Techcrunch has updated its analysis of the valuation of the major social networks globally, based on new usage and advertising spending figures.
As last year when I did the same analysis, the most interesting part of this for me is the relative advertising spending per internet user across countries, and the very strong differences in what are sometimes quite similar economies.
The relative ranking has changed little from last year, though the absolute figures have fallen significantly. Internet advertising spending has essentially been flat over the last year or so, while there has been a solid increase in the number of users.
Techcrunch is using a different data source for the number of Internet users (Internet World Stats instead of Comscore), however is still using the figures from PricewaterhouseCoopers’ Advertising report. Because of PwC’s close affiliation with the Internet Advertising Bureau in most countries, the figures are as good as you’re going to get, despite some methodological problems.

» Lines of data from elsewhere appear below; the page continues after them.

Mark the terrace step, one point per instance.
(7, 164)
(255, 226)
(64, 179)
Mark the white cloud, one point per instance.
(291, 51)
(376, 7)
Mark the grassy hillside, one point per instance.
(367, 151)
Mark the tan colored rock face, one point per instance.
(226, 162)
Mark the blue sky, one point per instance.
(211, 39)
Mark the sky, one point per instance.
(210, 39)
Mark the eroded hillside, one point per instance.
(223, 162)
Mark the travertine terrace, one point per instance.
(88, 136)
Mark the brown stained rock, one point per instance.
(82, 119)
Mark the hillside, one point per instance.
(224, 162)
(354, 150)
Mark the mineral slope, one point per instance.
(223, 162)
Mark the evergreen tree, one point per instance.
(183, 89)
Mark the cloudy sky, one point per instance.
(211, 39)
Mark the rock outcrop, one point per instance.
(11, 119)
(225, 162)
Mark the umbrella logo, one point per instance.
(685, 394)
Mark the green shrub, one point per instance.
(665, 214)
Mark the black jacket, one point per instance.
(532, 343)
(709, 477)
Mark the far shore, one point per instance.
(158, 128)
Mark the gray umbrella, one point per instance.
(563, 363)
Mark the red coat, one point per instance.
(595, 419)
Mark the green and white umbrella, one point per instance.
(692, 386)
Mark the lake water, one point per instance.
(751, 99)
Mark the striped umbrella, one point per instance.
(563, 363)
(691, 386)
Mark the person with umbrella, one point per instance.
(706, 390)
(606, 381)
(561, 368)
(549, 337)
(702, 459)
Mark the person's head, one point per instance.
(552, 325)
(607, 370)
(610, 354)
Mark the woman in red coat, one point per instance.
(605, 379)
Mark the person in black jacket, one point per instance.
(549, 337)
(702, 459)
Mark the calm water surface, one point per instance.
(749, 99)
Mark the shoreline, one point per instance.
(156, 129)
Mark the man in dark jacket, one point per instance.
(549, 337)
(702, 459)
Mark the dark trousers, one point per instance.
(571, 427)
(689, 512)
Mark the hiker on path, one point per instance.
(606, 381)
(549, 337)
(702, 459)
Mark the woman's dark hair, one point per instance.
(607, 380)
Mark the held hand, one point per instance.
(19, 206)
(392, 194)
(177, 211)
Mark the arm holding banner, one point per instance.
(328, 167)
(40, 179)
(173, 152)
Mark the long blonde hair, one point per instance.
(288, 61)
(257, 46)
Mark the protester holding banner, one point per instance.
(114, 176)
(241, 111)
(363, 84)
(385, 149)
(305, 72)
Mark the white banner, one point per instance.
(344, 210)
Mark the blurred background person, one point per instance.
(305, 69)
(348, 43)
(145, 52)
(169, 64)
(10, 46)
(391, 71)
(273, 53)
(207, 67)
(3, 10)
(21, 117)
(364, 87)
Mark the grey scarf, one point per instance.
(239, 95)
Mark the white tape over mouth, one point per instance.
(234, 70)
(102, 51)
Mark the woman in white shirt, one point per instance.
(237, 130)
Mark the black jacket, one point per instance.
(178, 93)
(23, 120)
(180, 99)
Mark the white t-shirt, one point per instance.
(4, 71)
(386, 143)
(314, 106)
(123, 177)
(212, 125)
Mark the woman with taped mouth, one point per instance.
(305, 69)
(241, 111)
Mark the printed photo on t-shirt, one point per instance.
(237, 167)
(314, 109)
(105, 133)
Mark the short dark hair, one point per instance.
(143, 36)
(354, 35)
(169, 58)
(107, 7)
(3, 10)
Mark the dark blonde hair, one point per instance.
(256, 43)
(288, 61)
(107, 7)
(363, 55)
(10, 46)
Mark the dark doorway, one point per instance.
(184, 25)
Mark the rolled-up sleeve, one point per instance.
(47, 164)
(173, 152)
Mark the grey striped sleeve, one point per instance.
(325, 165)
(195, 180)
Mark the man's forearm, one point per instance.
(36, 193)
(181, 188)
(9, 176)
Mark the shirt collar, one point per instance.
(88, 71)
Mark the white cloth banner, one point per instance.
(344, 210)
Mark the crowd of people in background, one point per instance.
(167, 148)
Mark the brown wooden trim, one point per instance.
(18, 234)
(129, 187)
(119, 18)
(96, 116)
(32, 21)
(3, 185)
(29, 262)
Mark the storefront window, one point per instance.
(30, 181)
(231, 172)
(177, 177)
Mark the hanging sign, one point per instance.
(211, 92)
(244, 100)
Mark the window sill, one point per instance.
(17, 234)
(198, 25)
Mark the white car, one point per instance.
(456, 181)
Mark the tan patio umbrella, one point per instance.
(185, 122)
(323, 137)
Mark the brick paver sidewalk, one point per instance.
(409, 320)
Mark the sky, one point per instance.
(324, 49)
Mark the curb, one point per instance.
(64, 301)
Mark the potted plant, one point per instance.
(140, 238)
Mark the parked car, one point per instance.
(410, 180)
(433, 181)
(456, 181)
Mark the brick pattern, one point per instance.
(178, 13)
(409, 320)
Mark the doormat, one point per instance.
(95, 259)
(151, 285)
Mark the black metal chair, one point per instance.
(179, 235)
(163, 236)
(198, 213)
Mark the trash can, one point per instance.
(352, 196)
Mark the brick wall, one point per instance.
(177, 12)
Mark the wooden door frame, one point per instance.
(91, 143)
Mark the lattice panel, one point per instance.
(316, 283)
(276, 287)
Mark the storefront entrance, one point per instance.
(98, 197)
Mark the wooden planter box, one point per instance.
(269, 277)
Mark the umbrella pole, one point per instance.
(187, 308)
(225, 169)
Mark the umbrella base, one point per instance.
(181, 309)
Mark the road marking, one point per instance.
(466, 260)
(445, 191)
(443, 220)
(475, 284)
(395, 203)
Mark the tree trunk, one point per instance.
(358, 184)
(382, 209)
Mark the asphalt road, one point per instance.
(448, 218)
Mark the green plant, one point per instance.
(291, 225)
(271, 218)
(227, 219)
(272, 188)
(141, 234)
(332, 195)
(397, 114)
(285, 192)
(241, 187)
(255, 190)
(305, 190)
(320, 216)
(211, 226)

I don’t think there is a lot of evidence to build further on my suggestions last year as to the differences in Internet advertising spend across countries. One of the biggest drivers is both in advertiser and publisher attitudes. In each country there is an ecosystem of advertisers, ad agencies, media buyers, and publishers which together need to shift their ad spend across channels. In the countries with the highest Internet ad spend per capita, many traditional publishers have actively shifted online and introduced their advertisers to the new media.
It will be fascinating to see whether these differentials in Internet advertising will even out over time, as advertising over digital media channels eventually takes a dominant share of total ad spend.